Two quotes from Zellig Harris's Language and Information, which I keep coming back to when I am trying to figure out the confusions of natural language processing (NLP) and search. Discussing language in general:
But natural language has no external metalanguage. We cannot describe the structure of natural language in some other kind of system, for any system in which we could identify the elements and meanings of a given language would have to have already the same essential structure of words and sentences as the language to be described.
Discussing science sublanguages:
Though the sentences of a sublanguage are a subset of the sentences of, say, English, the grammar of the sublanguage is not a subgrammar of English. The sublanguage has important constraints which are not in the language: the particular word subclasses, and the particular sentence types made by these. And the language has important constraints which are not followed in the sublanguage. Of course, since the sentences of the sublanguage are also sentences of the language, they cannot violate the constraints of the language, but they can avoid the conditions that require those constraints. Such are the likelihood differences among arguments in respect to operators; those likelihoods may be largely or totally disregarded in sublanguages. Such also is the internal structure of phrases, which is irrelevant to their membership in a particular word class of a sublanguage (my emphasis).
Recently, we found clear empirical evidence for this last point, and indirect evidence for the more general point in the failure of several teams to achieve significant domain adaptation from newswire parsing to biochemical abstract parsing.

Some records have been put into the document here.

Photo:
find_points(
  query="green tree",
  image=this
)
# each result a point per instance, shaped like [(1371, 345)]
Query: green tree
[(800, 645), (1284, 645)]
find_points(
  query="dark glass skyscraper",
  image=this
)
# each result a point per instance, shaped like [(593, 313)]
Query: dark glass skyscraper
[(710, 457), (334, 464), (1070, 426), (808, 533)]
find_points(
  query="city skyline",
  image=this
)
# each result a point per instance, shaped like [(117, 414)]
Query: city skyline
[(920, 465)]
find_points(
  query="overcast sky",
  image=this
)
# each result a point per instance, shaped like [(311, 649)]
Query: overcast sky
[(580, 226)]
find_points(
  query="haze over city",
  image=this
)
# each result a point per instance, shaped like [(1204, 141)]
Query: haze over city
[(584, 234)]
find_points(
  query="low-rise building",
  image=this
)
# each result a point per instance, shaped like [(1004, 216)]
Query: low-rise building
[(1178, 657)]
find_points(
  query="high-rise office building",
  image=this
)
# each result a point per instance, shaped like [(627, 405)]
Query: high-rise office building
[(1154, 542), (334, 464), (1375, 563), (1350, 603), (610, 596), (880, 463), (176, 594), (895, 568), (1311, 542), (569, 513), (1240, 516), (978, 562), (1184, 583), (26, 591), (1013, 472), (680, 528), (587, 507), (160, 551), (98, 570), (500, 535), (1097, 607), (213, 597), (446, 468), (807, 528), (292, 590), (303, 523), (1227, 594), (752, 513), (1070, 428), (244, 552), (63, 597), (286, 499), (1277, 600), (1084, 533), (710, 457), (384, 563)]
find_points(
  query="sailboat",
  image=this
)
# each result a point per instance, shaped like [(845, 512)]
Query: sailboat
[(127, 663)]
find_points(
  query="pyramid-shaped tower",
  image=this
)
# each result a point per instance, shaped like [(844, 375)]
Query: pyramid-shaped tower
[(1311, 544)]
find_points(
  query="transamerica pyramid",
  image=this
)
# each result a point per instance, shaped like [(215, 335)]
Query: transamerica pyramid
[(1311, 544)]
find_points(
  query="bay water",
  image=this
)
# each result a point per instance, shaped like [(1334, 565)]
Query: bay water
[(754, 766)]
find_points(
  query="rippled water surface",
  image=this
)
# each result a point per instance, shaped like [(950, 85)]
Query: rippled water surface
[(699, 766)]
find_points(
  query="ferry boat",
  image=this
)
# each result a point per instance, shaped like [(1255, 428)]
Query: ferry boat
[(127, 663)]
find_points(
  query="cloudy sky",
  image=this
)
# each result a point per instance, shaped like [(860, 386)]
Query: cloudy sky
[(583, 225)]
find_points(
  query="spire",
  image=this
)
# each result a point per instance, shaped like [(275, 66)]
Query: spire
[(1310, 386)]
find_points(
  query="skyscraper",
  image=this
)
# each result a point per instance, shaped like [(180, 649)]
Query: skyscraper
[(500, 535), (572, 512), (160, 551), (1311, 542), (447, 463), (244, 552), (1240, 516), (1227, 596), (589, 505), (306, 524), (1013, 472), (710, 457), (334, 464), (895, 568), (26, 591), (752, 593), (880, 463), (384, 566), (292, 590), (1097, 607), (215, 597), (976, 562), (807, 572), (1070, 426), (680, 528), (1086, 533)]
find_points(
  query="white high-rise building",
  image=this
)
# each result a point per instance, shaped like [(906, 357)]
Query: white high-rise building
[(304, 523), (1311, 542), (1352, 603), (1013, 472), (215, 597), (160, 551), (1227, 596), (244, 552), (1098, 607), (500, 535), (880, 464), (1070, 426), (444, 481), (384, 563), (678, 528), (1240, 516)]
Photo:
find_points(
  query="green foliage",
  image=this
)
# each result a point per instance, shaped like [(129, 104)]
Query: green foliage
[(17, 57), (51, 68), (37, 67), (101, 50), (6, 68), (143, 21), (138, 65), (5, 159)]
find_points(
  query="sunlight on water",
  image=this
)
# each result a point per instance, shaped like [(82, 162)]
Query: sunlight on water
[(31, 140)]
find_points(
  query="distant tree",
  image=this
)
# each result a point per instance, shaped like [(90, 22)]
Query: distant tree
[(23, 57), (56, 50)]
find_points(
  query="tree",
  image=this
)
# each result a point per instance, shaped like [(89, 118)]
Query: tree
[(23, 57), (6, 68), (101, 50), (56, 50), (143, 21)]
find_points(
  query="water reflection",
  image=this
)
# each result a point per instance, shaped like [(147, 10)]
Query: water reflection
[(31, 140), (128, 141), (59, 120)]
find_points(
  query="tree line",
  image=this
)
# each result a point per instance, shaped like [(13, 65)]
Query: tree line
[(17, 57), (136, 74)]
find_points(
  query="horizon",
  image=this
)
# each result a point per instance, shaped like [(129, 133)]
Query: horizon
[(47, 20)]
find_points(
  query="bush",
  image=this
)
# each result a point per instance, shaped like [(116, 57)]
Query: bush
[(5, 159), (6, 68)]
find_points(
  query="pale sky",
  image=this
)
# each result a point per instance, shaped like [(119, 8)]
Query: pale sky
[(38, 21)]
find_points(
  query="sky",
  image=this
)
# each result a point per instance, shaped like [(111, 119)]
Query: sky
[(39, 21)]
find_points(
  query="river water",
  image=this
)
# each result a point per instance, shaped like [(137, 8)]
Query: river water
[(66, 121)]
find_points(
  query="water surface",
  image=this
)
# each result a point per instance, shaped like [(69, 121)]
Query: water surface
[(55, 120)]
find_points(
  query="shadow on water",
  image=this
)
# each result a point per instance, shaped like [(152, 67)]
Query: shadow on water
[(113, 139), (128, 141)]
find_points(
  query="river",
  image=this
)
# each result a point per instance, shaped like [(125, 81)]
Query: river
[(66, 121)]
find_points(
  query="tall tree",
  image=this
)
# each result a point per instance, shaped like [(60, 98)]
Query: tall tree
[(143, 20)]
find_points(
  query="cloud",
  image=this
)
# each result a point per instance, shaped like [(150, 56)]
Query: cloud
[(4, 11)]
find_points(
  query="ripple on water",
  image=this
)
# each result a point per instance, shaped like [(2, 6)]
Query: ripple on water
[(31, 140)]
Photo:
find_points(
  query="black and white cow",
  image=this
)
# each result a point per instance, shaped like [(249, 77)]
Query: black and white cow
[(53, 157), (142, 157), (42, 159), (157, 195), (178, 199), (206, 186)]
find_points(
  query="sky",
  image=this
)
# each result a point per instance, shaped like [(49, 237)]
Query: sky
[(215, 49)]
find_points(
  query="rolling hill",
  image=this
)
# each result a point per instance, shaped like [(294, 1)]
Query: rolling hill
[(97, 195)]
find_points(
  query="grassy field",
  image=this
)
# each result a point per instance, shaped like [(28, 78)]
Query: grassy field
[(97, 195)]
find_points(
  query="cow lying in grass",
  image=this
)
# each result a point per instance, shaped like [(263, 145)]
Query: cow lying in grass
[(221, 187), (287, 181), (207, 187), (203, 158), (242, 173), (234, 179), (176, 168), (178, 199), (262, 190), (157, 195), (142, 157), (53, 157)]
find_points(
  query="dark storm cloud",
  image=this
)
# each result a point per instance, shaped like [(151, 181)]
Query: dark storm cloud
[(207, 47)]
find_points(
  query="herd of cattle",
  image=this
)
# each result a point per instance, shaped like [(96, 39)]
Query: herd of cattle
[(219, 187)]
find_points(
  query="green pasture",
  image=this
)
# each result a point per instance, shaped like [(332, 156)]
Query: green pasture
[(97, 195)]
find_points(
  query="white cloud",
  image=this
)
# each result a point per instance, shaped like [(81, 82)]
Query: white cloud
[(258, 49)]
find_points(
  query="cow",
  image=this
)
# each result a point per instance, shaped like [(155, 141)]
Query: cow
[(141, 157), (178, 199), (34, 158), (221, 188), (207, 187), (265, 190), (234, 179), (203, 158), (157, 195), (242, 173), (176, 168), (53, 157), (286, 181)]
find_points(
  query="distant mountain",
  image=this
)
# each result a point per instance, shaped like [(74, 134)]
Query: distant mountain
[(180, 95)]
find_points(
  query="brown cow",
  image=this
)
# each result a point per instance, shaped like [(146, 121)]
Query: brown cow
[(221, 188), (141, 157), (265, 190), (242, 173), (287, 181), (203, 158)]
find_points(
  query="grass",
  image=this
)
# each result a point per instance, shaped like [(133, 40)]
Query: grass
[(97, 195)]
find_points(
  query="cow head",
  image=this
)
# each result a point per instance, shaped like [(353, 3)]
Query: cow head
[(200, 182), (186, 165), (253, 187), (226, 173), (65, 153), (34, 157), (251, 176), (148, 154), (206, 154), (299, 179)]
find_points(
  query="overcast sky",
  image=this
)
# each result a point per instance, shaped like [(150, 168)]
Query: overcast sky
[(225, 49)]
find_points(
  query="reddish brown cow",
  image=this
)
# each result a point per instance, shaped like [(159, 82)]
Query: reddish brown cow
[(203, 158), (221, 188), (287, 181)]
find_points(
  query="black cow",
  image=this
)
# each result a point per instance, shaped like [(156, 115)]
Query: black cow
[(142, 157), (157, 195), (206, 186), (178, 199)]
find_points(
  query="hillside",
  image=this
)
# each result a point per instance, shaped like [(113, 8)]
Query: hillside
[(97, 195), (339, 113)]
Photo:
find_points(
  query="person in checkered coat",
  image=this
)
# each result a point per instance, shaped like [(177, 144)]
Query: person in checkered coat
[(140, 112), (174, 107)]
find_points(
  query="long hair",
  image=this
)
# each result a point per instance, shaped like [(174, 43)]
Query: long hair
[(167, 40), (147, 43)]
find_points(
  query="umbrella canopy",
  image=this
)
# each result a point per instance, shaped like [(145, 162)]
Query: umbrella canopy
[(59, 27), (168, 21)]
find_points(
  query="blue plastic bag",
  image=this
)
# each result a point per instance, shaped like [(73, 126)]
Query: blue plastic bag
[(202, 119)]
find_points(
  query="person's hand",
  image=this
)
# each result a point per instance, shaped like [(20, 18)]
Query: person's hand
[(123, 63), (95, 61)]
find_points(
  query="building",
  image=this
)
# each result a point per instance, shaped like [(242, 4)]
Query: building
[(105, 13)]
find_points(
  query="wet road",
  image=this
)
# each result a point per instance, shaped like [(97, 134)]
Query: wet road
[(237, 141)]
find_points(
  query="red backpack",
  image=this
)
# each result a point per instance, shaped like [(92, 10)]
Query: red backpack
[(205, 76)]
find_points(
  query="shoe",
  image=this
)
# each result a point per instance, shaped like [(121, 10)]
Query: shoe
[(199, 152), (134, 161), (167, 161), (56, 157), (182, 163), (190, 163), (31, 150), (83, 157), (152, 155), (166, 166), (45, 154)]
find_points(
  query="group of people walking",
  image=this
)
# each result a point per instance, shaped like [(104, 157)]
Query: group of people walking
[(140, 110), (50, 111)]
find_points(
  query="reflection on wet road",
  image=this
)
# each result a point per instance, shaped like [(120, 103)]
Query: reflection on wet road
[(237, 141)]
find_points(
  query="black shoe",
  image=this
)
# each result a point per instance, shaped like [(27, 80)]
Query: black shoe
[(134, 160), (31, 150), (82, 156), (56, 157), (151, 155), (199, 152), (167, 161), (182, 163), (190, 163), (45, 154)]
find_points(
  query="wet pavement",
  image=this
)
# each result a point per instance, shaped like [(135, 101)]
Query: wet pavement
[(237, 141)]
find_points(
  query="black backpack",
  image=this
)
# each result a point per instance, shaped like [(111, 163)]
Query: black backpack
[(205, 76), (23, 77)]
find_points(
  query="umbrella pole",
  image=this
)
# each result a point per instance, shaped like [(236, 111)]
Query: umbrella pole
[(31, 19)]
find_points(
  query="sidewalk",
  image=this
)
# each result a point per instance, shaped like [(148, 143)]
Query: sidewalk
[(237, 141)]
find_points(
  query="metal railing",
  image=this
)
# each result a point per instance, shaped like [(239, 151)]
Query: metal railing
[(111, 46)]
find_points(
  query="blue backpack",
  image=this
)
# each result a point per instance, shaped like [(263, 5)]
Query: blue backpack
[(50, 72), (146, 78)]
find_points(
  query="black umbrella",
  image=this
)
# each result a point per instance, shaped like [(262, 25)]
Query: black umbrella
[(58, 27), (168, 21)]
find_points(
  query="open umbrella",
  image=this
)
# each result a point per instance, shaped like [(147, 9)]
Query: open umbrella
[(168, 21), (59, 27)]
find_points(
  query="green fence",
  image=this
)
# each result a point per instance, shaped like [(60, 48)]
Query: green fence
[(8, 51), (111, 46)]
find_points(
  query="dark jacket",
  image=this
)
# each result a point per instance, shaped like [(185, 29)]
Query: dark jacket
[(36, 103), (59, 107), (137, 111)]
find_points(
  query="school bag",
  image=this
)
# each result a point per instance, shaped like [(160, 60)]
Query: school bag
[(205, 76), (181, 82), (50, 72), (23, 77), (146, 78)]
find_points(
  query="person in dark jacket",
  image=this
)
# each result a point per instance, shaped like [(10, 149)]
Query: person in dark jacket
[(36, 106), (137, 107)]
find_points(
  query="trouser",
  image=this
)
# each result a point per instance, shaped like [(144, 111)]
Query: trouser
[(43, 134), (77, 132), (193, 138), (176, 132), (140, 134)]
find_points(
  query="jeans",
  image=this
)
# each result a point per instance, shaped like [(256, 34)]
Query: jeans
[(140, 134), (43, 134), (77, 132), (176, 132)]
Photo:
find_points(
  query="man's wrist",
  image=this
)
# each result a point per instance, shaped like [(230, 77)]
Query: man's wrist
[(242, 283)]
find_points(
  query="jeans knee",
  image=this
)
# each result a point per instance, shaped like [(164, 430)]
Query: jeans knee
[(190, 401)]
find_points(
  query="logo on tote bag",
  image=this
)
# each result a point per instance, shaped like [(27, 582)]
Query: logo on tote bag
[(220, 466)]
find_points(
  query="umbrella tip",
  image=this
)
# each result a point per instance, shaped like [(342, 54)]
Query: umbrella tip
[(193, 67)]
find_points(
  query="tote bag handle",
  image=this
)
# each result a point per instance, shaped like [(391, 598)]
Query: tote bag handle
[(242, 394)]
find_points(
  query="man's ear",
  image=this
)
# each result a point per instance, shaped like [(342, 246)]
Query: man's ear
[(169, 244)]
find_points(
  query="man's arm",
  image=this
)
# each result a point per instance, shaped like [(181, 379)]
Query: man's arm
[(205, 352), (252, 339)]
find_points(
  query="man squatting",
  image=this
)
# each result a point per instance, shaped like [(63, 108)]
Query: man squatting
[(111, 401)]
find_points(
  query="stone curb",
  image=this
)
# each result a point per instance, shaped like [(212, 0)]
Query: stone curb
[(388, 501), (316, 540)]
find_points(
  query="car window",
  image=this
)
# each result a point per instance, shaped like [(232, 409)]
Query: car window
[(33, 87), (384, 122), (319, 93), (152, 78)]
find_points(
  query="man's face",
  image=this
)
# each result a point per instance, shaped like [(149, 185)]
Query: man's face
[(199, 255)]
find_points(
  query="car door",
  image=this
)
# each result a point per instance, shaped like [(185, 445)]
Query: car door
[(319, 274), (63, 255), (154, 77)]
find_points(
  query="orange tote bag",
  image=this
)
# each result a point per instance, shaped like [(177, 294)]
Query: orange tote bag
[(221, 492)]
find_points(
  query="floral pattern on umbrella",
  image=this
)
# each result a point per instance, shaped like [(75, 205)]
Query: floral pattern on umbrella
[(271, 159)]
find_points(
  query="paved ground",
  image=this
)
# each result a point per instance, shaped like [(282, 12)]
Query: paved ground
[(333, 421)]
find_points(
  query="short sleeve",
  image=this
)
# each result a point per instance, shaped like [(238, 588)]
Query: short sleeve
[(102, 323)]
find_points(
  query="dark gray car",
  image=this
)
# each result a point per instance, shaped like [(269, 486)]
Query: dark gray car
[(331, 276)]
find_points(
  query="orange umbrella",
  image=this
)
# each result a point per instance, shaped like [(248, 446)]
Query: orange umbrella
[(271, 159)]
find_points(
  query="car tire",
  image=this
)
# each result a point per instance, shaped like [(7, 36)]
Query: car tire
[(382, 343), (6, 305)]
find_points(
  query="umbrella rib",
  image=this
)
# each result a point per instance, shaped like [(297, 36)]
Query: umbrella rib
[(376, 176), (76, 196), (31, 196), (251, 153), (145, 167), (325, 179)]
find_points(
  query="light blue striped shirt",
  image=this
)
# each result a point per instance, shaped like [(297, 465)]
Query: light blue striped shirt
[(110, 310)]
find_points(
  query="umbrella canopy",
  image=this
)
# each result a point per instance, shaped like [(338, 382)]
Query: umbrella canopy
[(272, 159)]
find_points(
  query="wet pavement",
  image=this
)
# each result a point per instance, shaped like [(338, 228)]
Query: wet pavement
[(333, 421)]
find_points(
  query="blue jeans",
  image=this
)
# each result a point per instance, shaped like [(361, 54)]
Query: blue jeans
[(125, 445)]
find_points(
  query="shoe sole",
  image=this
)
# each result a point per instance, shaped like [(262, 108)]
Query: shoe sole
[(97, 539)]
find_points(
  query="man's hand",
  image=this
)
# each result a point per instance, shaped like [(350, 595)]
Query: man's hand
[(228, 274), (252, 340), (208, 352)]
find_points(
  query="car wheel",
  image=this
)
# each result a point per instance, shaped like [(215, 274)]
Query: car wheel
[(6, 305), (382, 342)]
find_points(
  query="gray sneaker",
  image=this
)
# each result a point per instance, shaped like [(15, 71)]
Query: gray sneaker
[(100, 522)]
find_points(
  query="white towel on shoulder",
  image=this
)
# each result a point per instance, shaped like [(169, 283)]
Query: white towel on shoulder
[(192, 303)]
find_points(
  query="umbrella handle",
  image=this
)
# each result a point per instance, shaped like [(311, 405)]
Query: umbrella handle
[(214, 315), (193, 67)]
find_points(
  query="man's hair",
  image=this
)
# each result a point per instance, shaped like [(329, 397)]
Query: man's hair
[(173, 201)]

In general, discussions of natural language processing in search fail to distinguish between search in general text material and search in narrow technical domains. Both rule-based and statistical methods perform very differently in the two kinds of search, and the reason is implicit in Harris's analysis of the differences between general language and technical sublanguages: the very different distributional properties of general language and sublanguages.
Harris observed the very different distributions in general language and technical sublanguages. Although he didn't put it this way, the distributions in sublanguages are very sharp, light-tailed. In general language, they are heavy-tailed (Zipf). Both manual lexicon and rule construction methods and most of the machine learning methods applied to text fail to capture the long tail in general text. The paradoxical effect is that "deeper" analysis leads to more errors, because analysis systems are overconfident in their analysis and resulting classifications or rankings.
In contrast, in technical sublanguages there is a hope that both rule-based and machine learning methods can achieve very high coverage. Additional resources, such as reference book tables of contents, thesauri, and other hierarchical classifications provide relatively stable side information to help the automation. Recently, I had the opportunity to spend some time with Peter Jackson and his colleagues at Thomson and see some of the impressive results they have achieved in large-scale automatic classification of legal documents and in document recommendation. The law is very interesting in that it has a very technical core but it connects to just about any area of human activity and thus to a wide range of language. However, Harris's distributional observations still apply to the technical core, and can be exploited by skilled language engineers to achieve much better accuracy than would be possible with the same methods on general text.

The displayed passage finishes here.